Since the school year started I have been feeling pretty overwhelmed. In the past few months I have spoken a lot about our girls finding change difficult but what I have come to realise is that my struggle to cope with change is also very real.
After the upheaval of moving here, the past couple of years have been stable and very familiar. We had fallen into an ever repeating pattern of work, school, gymnastic training and weekend trips to Starbucks.

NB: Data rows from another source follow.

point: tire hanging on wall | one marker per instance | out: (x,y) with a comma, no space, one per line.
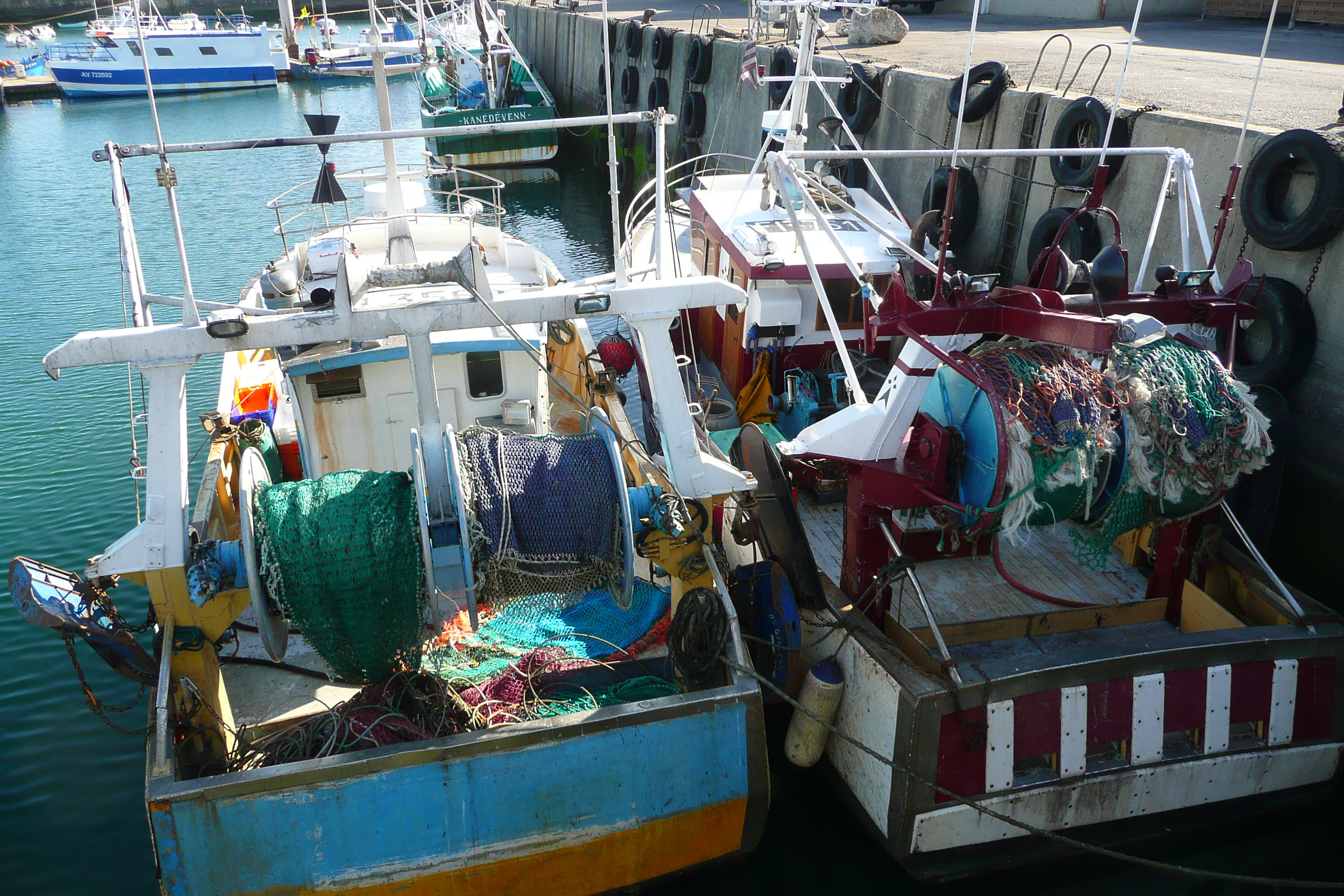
(663,48)
(783,65)
(699,60)
(659,94)
(634,39)
(965,207)
(694,115)
(994,76)
(1280,344)
(1265,193)
(631,85)
(1081,241)
(860,97)
(1084,124)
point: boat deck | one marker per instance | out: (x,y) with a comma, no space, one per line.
(971,589)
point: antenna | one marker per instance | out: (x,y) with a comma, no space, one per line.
(168,181)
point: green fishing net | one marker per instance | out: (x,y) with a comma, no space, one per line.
(342,555)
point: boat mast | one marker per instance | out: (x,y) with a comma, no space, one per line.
(396,207)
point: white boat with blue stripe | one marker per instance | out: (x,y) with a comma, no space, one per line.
(185,54)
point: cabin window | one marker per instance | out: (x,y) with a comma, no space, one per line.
(484,374)
(845,304)
(342,383)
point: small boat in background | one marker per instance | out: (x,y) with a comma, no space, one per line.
(190,53)
(471,87)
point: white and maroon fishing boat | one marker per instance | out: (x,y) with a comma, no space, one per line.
(1016,543)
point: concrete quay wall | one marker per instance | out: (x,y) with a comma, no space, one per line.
(568,51)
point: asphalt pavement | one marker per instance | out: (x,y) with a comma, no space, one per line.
(1202,68)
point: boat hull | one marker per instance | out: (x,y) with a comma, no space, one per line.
(586,802)
(486,151)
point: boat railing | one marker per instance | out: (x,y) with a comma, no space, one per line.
(298,217)
(80,51)
(679,175)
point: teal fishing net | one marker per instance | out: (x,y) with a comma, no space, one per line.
(585,626)
(342,557)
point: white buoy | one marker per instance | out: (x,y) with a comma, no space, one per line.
(822,692)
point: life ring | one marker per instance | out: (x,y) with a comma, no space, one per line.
(965,207)
(699,60)
(1081,241)
(692,113)
(659,94)
(663,48)
(783,65)
(634,39)
(860,99)
(1268,179)
(1281,342)
(1084,125)
(631,85)
(994,76)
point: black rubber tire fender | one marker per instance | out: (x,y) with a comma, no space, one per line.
(659,93)
(1268,183)
(1081,241)
(694,113)
(994,76)
(965,207)
(631,85)
(1280,344)
(634,39)
(860,97)
(663,48)
(783,65)
(699,60)
(1084,124)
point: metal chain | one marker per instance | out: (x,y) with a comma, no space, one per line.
(96,706)
(1316,269)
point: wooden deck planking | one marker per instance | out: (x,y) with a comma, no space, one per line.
(971,589)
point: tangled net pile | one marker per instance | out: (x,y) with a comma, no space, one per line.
(342,557)
(412,706)
(1061,420)
(543,512)
(1193,430)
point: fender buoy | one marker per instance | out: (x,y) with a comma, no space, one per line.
(860,97)
(1265,211)
(663,48)
(1084,125)
(783,65)
(634,39)
(965,207)
(659,94)
(631,85)
(692,113)
(994,76)
(822,692)
(699,60)
(1279,344)
(1081,241)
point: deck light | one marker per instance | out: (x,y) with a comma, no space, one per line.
(226,323)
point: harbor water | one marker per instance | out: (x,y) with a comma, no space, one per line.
(72,790)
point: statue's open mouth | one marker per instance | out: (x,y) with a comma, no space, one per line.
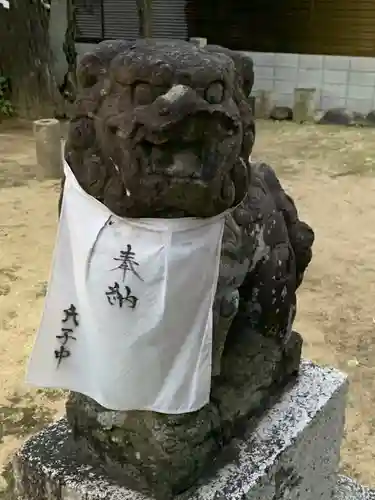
(195,161)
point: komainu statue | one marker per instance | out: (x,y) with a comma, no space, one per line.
(164,129)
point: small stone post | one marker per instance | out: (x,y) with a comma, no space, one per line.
(200,42)
(47,134)
(304,105)
(263,104)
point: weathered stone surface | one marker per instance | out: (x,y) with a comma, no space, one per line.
(164,129)
(370,119)
(264,104)
(281,113)
(304,105)
(341,116)
(347,489)
(292,453)
(47,134)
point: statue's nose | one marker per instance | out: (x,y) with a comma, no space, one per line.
(177,102)
(170,108)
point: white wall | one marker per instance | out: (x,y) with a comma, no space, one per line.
(340,81)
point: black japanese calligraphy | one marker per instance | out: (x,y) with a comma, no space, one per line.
(127,262)
(71,313)
(115,296)
(69,323)
(61,354)
(66,335)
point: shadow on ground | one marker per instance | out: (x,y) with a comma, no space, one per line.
(23,415)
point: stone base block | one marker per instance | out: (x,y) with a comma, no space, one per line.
(292,454)
(347,489)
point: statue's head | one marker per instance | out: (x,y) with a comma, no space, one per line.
(158,130)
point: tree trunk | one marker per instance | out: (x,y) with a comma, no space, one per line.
(145,18)
(25,58)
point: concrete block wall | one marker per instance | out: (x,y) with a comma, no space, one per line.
(340,81)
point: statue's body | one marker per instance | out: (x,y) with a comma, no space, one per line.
(163,129)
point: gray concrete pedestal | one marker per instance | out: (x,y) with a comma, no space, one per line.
(292,454)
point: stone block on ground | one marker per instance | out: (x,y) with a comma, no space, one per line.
(347,489)
(293,453)
(281,113)
(47,134)
(263,103)
(304,105)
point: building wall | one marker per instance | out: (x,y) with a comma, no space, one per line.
(341,81)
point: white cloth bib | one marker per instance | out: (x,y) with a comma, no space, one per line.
(128,315)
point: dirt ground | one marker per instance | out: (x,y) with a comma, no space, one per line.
(330,171)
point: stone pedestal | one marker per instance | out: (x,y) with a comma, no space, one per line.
(263,104)
(200,42)
(47,134)
(293,453)
(304,105)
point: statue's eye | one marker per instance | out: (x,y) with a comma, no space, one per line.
(142,94)
(214,94)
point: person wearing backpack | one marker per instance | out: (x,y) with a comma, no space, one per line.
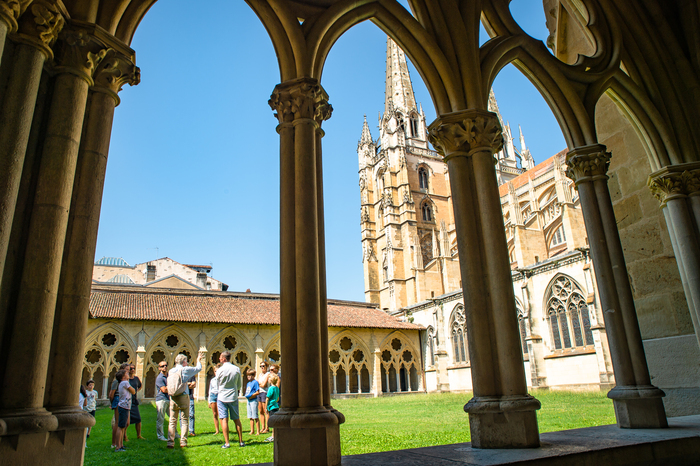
(180,397)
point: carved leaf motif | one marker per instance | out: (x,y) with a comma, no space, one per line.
(48,21)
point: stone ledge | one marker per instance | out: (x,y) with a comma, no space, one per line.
(677,445)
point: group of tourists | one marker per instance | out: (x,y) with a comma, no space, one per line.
(175,398)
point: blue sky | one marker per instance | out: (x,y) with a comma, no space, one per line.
(193,171)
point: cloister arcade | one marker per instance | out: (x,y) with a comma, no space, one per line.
(65,61)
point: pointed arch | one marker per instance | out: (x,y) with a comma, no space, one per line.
(567,312)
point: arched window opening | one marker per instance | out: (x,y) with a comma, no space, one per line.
(568,314)
(414,126)
(431,346)
(427,212)
(558,237)
(459,336)
(423,178)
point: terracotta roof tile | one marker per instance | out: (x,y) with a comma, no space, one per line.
(138,303)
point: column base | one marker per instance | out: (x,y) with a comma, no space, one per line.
(58,447)
(503,422)
(639,407)
(307,436)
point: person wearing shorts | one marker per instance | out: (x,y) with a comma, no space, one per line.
(228,379)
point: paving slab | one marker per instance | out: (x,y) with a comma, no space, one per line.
(678,445)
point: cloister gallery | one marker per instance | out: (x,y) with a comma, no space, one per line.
(621,79)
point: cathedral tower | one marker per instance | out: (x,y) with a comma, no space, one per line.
(408,242)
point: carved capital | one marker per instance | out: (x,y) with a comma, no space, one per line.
(39,26)
(300,98)
(464,133)
(113,72)
(79,52)
(675,181)
(588,163)
(10,11)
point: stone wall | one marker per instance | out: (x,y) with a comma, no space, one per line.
(662,309)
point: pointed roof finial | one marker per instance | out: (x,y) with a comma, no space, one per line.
(366,137)
(399,89)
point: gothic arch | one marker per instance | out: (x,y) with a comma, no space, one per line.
(458,335)
(567,314)
(349,363)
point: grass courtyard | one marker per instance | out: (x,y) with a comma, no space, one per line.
(372,424)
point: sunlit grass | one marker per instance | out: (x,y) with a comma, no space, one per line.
(372,424)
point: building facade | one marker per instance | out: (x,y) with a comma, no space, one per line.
(411,262)
(370,352)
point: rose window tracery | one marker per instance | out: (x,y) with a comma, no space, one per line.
(349,371)
(568,315)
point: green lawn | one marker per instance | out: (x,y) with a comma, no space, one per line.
(372,424)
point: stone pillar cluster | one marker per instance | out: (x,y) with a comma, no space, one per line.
(501,413)
(306,422)
(677,187)
(638,404)
(56,114)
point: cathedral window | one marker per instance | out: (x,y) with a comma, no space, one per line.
(558,237)
(427,212)
(459,336)
(568,314)
(431,346)
(423,178)
(414,126)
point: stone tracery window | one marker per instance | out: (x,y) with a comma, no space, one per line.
(458,333)
(423,178)
(568,314)
(426,212)
(399,369)
(431,346)
(348,365)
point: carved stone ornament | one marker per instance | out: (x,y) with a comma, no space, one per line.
(10,10)
(300,98)
(368,253)
(113,72)
(587,163)
(80,53)
(39,26)
(365,215)
(466,132)
(675,181)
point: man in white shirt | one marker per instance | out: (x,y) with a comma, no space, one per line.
(180,404)
(228,378)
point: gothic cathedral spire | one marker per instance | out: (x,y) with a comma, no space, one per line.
(399,89)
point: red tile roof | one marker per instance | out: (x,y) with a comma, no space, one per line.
(531,174)
(138,303)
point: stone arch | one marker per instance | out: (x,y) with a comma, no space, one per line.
(399,365)
(349,363)
(458,334)
(158,347)
(567,313)
(112,353)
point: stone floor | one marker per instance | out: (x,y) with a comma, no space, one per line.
(595,446)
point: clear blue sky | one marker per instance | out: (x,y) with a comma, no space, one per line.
(194,160)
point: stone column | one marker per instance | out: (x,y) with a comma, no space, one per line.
(38,29)
(377,373)
(677,187)
(10,11)
(637,402)
(501,414)
(306,429)
(70,325)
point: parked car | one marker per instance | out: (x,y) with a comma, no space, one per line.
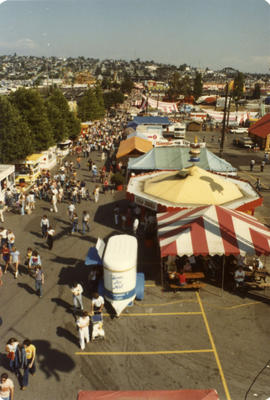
(244,142)
(239,130)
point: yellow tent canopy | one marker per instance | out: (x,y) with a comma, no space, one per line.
(133,144)
(192,185)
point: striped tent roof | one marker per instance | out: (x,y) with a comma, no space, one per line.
(210,230)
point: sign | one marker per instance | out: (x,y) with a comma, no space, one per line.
(145,203)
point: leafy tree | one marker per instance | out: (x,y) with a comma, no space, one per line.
(256,91)
(100,100)
(197,85)
(127,85)
(113,98)
(88,106)
(15,135)
(32,108)
(74,126)
(238,86)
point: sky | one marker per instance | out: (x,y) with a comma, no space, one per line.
(200,33)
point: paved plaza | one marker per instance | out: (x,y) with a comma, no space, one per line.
(205,339)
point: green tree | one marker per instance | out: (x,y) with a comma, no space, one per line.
(58,113)
(100,100)
(127,85)
(197,86)
(238,86)
(15,135)
(88,106)
(113,98)
(256,91)
(32,109)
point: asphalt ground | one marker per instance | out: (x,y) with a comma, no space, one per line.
(167,341)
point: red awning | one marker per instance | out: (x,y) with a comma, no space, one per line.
(210,230)
(207,394)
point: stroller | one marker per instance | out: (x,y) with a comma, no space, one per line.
(97,331)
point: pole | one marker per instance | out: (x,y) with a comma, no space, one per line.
(222,280)
(224,122)
(228,113)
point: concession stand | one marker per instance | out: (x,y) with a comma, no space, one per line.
(213,231)
(205,394)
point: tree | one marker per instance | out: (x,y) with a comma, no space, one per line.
(127,85)
(197,86)
(256,91)
(32,109)
(88,106)
(15,135)
(238,86)
(100,100)
(113,98)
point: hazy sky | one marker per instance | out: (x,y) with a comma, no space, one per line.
(213,33)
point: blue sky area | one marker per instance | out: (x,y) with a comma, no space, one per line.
(201,33)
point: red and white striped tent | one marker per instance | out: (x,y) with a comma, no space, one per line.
(210,230)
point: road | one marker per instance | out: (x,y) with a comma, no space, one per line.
(167,341)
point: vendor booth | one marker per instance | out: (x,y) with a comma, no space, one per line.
(191,187)
(206,394)
(210,231)
(177,158)
(133,147)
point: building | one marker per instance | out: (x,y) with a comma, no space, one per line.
(260,132)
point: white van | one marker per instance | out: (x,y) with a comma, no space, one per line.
(120,271)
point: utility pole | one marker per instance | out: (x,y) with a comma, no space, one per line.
(224,121)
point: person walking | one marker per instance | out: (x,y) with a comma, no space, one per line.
(96,194)
(30,353)
(71,210)
(85,222)
(258,185)
(6,388)
(75,223)
(54,202)
(2,209)
(83,323)
(77,290)
(50,235)
(6,256)
(39,280)
(44,224)
(15,261)
(11,347)
(97,304)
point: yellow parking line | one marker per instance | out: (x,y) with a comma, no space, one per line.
(140,353)
(236,306)
(214,348)
(165,304)
(157,314)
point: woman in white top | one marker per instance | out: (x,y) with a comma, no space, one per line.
(11,347)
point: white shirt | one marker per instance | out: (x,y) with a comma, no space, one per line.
(98,302)
(77,290)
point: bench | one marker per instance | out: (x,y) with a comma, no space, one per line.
(257,285)
(194,285)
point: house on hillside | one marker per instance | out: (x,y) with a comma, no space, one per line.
(260,132)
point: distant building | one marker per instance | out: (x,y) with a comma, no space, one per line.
(260,132)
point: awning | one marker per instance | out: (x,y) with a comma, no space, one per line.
(207,394)
(134,143)
(211,230)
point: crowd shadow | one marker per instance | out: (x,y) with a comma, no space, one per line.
(51,361)
(26,287)
(62,303)
(65,333)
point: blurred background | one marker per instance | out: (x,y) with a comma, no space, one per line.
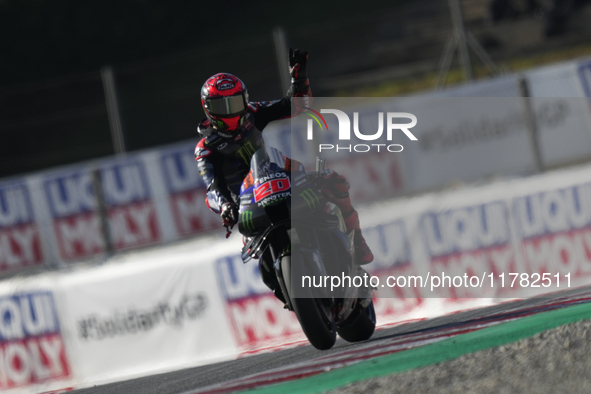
(52,92)
(99,104)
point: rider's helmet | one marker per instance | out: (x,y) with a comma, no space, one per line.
(224,98)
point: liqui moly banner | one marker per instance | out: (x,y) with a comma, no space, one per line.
(555,231)
(20,244)
(186,191)
(256,316)
(73,207)
(31,345)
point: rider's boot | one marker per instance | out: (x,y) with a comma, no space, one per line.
(365,294)
(336,190)
(269,278)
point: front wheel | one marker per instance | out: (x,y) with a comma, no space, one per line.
(361,326)
(319,328)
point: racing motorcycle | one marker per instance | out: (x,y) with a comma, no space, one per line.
(286,220)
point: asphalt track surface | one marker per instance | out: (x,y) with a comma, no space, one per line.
(199,378)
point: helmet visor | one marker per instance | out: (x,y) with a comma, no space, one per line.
(225,106)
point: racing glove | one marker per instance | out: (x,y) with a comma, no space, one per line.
(229,214)
(298,69)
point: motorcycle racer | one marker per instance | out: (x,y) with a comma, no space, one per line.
(232,132)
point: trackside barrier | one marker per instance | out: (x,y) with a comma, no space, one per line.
(194,303)
(157,196)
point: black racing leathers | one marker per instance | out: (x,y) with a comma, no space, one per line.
(224,160)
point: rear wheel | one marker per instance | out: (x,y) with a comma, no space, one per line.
(318,327)
(362,325)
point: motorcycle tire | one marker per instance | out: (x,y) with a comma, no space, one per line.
(319,328)
(362,327)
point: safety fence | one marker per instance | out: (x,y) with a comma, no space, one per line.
(196,302)
(54,218)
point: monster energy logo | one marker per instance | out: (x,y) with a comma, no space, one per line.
(246,152)
(247,221)
(310,197)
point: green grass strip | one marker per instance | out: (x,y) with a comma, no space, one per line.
(434,353)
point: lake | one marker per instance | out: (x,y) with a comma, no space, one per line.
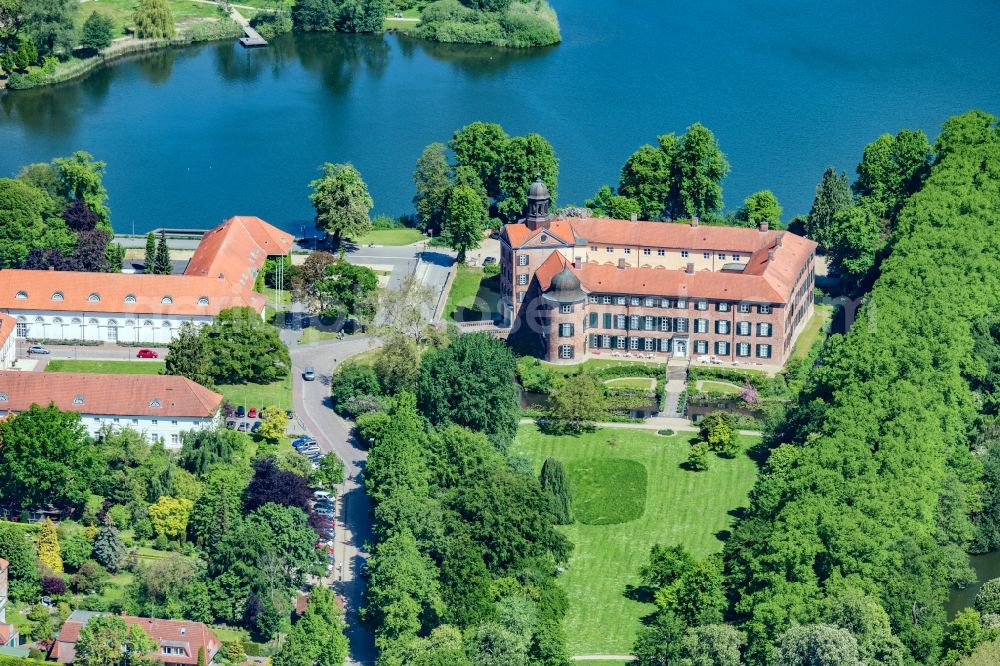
(194,135)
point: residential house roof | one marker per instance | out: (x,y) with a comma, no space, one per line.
(125,395)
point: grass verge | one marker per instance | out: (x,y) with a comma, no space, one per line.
(695,509)
(134,367)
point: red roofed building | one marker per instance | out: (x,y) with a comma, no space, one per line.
(179,640)
(591,286)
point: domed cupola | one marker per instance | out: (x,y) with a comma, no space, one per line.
(537,215)
(565,288)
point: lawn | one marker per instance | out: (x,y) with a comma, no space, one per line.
(258,395)
(641,383)
(400,236)
(135,367)
(681,507)
(473,297)
(817,326)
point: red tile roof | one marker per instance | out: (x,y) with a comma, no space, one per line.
(121,292)
(124,395)
(236,249)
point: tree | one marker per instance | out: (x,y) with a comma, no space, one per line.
(523,159)
(575,404)
(712,645)
(188,354)
(107,640)
(464,221)
(646,179)
(700,166)
(109,551)
(471,383)
(47,458)
(762,207)
(153,20)
(481,146)
(274,421)
(342,202)
(170,516)
(48,546)
(162,265)
(554,481)
(833,194)
(433,185)
(98,32)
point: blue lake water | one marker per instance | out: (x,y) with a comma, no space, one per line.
(194,135)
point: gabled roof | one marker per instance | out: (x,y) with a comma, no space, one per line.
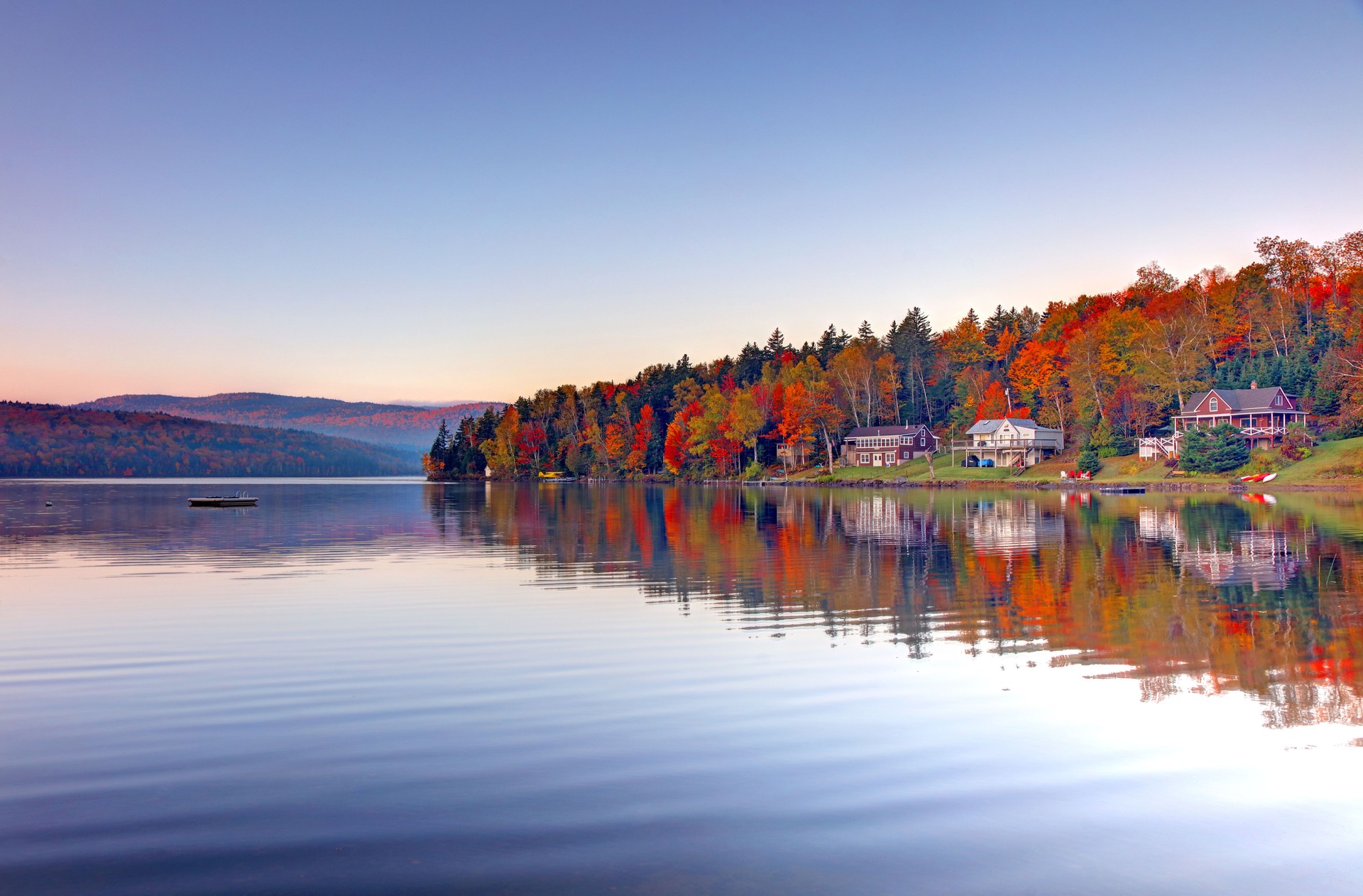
(985,427)
(862,432)
(1239,398)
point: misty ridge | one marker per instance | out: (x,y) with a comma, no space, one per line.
(392,425)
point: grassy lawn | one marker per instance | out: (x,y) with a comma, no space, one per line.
(1313,471)
(1347,453)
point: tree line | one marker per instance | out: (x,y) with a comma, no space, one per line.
(1106,370)
(56,441)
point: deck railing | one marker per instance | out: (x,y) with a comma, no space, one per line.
(1006,444)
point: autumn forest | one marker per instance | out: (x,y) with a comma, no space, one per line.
(1106,368)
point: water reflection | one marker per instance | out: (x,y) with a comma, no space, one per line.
(1195,594)
(1190,594)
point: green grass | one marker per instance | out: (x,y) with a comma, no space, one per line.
(1120,469)
(1325,456)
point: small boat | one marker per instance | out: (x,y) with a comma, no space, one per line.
(224,501)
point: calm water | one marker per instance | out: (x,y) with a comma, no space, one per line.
(395,688)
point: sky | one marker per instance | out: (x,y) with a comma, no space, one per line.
(476,201)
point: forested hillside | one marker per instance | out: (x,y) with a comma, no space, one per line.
(55,441)
(1106,368)
(400,426)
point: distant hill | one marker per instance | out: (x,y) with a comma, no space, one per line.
(401,426)
(56,441)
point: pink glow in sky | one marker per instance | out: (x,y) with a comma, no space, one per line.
(364,202)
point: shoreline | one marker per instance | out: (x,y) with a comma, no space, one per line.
(987,484)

Despite the often frenetic busyness and the rushing from place to place, our routine was always the same and in a country that still seems unfamiliar at times, with so much we don’t understand, there was something comforting about that.
Amy starting at ‘big’ school has impacted on this routine and in the past few weeks it is me that has struggled to adjust to a number of changes such as her taking the bus!
Instead of dropping her safely at before school care I now drop her at the bus stop where she waits for her bus and makes her own way to school. Initially she was very nervous about this new found independence, but she has very swiftly adapted. She even coped when her bus did not arrive one day at all and now is a seasoned and experienced traveller. I meanwhile have struggled to let go. She is my baby and it is hard to leave for work, knowing she is not yet safely at school. My instinct is to wrap her up in a blanket and take her home for cuddles, not to cheerily wave at her waiting patiently at the bus stop as I drive away. I am finding this stage hard. I know I need to let go and that there will be far bigger challenges to come for us both but it doesn’t mean that it isn’t a struggle.
Watching Amy develop in confidence just from catching the bus to school on her own has reminded me just how important it is for us all to push outside of our comfort zone. It is easy to get settled in a routine and very comforting too, but we grow when we try new things. We gain confidence when we are able to complete tasks that once appeared alien to us and as we face challenges and overcome them, however large or small they may be, we grow and become more resilient.
When I reflect on my role as mother, it always makes me smile. I used to imagine that being a mother was all about my wisdom- teaching our children, guiding them, showing them the way to grow and develop into the human beings they are destined to be. What I have learned so far though is that our children teach me far more important lessons than I will ever be able to teach them. They help me to become wiser than I ever imagined I could be. They show me the way.